O fato é que esse livro de Saramago provocou a fúria dos católicos mais retrógados.

A fúria aumentou quando o escritor falou numa entrevista que “Bíblia é manual de maus costumes”. Disse, em seguida, que “o pecado foi inventado pela Igreja”.

Quando morreu nas Canárias, Espanha, Saramago foi alvo de pesadas críticas no L’Osservatore Romano.

Dez anos depois disso, o mesmo jornal tece loas sobre o escritor. Título: Saramago e a Miopia do Mal.

O último texto publicado sobre Saramago no L’Osservatore Romano teve caráter de paz entre o escritor e a Igreja.
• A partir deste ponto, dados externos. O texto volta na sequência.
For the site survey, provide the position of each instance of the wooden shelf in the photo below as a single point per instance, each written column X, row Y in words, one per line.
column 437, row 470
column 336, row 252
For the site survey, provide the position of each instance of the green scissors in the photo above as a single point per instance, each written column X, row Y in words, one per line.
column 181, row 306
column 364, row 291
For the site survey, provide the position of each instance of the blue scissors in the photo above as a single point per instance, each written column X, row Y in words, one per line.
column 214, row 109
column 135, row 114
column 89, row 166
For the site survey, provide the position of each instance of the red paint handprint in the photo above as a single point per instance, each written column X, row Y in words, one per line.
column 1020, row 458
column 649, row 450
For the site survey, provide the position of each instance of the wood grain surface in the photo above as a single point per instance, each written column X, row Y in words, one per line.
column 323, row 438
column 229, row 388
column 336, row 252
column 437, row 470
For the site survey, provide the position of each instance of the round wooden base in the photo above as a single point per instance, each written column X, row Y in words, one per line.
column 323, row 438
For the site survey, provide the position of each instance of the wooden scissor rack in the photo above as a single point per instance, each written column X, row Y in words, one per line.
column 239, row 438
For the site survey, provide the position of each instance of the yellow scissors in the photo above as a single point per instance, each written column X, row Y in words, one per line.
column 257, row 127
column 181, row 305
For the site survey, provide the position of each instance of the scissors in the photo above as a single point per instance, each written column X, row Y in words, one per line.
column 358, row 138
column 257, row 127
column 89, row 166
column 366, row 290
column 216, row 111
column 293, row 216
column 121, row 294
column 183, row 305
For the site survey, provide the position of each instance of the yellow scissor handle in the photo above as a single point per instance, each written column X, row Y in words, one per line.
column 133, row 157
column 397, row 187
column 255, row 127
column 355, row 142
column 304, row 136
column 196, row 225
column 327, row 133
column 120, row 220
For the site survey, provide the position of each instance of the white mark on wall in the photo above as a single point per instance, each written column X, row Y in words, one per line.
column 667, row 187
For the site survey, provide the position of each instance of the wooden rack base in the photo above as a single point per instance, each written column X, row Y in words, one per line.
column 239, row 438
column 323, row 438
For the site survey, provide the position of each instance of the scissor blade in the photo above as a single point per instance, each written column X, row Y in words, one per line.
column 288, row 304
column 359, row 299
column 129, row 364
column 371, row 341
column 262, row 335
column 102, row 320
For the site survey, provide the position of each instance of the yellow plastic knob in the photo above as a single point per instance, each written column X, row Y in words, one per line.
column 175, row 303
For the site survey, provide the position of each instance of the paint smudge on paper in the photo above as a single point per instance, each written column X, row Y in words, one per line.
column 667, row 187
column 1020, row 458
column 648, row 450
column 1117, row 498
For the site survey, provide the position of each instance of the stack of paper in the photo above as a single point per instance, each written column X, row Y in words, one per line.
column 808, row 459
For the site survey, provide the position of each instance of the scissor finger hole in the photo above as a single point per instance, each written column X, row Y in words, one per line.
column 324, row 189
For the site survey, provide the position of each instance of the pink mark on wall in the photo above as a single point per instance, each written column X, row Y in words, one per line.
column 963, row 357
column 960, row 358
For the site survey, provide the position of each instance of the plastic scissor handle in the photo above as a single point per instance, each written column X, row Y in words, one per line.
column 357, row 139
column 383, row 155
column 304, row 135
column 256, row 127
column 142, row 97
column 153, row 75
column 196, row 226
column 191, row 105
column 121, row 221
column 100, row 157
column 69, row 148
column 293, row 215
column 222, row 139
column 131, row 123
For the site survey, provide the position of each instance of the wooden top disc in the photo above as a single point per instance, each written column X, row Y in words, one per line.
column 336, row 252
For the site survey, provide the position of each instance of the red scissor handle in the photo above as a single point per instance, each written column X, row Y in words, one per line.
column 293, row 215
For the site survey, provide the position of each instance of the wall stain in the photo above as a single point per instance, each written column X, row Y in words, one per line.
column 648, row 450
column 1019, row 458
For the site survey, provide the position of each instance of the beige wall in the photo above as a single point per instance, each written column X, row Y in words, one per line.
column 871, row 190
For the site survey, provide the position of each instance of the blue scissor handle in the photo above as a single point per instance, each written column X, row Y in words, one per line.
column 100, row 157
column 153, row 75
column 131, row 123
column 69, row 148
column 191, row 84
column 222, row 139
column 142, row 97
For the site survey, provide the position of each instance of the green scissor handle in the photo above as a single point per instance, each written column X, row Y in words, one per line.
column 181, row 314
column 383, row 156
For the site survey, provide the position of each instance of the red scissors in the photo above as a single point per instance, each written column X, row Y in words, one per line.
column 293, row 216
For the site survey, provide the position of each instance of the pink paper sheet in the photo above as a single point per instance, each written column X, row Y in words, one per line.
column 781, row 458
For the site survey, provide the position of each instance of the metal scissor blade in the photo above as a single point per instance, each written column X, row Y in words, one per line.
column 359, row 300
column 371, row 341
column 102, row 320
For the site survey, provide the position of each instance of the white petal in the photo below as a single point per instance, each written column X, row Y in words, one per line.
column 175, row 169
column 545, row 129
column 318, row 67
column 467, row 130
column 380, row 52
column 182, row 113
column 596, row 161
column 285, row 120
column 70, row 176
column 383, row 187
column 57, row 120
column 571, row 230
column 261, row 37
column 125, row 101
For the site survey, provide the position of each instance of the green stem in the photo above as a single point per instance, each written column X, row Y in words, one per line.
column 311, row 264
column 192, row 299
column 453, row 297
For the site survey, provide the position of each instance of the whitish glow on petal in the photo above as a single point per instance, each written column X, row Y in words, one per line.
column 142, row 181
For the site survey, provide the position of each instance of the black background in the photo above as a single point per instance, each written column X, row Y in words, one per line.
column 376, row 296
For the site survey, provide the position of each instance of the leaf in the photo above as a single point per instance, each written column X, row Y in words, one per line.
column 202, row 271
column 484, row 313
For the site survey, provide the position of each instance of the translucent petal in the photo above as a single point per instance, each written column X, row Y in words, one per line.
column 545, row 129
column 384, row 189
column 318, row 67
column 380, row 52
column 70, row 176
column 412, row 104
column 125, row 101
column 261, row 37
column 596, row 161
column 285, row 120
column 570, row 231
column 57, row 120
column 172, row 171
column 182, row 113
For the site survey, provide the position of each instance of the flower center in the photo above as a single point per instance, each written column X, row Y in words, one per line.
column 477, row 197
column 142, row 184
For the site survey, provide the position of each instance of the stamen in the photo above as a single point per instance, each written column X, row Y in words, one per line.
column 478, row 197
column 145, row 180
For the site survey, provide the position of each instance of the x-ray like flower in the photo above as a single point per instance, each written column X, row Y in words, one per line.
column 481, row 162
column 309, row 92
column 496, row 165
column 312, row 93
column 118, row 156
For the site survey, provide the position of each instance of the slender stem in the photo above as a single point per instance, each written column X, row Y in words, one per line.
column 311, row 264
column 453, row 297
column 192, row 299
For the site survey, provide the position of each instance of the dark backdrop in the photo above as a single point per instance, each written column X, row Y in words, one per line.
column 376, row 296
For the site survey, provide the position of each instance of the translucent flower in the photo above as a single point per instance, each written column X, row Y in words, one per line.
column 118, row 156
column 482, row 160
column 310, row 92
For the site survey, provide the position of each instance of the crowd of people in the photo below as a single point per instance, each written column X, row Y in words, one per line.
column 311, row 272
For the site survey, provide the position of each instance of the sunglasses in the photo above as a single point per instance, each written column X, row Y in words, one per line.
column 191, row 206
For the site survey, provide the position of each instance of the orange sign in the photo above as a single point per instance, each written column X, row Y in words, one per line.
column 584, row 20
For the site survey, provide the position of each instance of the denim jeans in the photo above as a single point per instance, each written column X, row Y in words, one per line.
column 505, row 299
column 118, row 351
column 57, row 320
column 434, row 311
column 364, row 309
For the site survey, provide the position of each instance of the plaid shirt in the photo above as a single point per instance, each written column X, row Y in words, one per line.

Guerra da Igreja com autores ao longo do tempo não teve passo para trás, pelo menos até 1966. Nesse ano, o Índex foi oficialmente suspenso. Mas autores como Shakespeare, Maquiavel, Galileu, Descartes, Voltaire, Sartre e Vitor Hugo continuam com obras indesejáveis à visão da Igreja.

 

O mundo todo o viu

Tranquilamente rezar

Pedindo mais tempo a Deus

Para entre nós ficar

Seu desejo era fazer

À Terra a paz voltar

 

O Francisco papa foi chamado de o melhor representante da Igreja Católica. Era popular, estava sempre ao lado do povo. Pra ele, todos éramos iguais: preto, branco, gordo, magro, alto, baixo, careca e cabeludo… Masculino, feminino e gêneros outros que formam a nossa sociedade desde sempre.

Em junho de 2016, em audiência pública no Vaticano, o Papa aqui dito lembrou a história do cego de Jericó. Uma história fantástica. Nessa história, o personagem é Bartimeu, nascido cego. Cristo o curou.

O cego, como o sertão de Guimarães Rosa, está em toda parte.